Somerset loved Sammy Woods like no other before him and although he was born in Sydney, Australia in 1868 the locals quickly took this larger than life character to their hearts.
He first came to England in 1883 to complete his education but ended up making the West Country his home and remained here until his dying day.
He first played for Somerset in 1886, before the County gained first class status and took a wicket with his maiden delivery. Two years later he played three games for the Australian touring side in England.
Woods went to Cambridge University in 1887 and for the next four years he dominated the Light Blues attack, taking 38 wickets in the Varsity Matches he appeared in with a best of seven for 60 in 1891.
He was a member of the Somerset side that played in 1891, the opening season as a first class county and helped his new team to beat the mighty Surrey at Taunton. From then until 1910 Sammy Woods was a member of the side, captaining them 1894 and 1906. He led Somerset to many famous victories including those over the virtually unbeatable Yorkshire at Headingley at the start of the 20th century, that are talked about to this day.
Sammy Woods was a fiery bowler, especially in his younger days and once took all 10 wickets for Cambridge University in a first class match.
He was also a forceful batsman and in 299 first class matches for Somerset he scored 12,637 runs at 25.07, which included 18 centuries.
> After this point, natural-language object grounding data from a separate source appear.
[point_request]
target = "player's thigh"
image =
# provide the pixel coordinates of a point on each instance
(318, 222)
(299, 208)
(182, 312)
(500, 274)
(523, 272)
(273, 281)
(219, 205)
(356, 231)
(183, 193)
He scored 1000 runs in a season for Somerset on four occasions and had a best of 215 against Sussex in 1895. He also took 556 wickets for the County at an average of 24.05 and had a best of eight for 51.
Woods was an all round sportsman and in addition to playing Test cricket for both England and Australia, he played rugby for Blackheath and the Barbarians as well as captaining the England XV. He also played hockey and football for Somerset.
He lived life to the full and is still talked about with great affection by Somerset supporters.